The BMW Group sold more than 215,000 fully electric vehicles worldwide in 2022, which represents an increase over the previous year of almost 108%. Fully electric vehicles accounted for just under 9% of total sales volumes last year, and this share is set to increase to 15% in 2023. By 2030 at the latest, the BMW Group is looking to reach a situation where fully electric vehicles claim a more than 50% share of its overall sales.

The BMW Group views FCEV technology expressly as a potential addition to the drive technology used by battery-electric vehicles.

According to a report by the International Energy Agency (IEA), hydrogen offers considerable potential as a future energy source in connection with global energy transition activities. With its storage and transport capabilities, hydrogen can be used for a wide variety of applications.

Most industrialized countries are therefore adopting hydrogen strategies and backing them up with roadmaps and concrete projects.

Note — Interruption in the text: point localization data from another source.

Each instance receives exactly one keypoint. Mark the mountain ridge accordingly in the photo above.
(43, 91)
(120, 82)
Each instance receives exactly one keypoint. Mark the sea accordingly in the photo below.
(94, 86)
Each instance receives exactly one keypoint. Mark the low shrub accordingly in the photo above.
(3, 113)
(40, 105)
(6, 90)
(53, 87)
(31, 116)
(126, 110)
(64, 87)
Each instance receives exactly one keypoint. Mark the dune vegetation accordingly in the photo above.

In the transport sector, hydrogen can become a further technology option, alongside battery-electric mobility, for shaping sustainable individual mobility in the long term.

However, this will depend on competitive production of sufficient quantities of hydrogen from green power, as well as expansion of the corresponding filling infrastructure, which is already being intensively pursued in many countries.

The BMW Group welcomes and supports activities to promote innovation in Germany and Europe that will help build a hydrogen economy and accelerate production of green hydrogen. These specifically include the large-scale hydrogen projects classified as Important Projects of Common European Interest (IPCEI).

The projects that comprise this European Union initiative, supported in Germany by the Federal Ministry of Economic Affairs and the Federal Ministry of Transport, span the entire value chain—from hydrogen production to transport to applications in industry.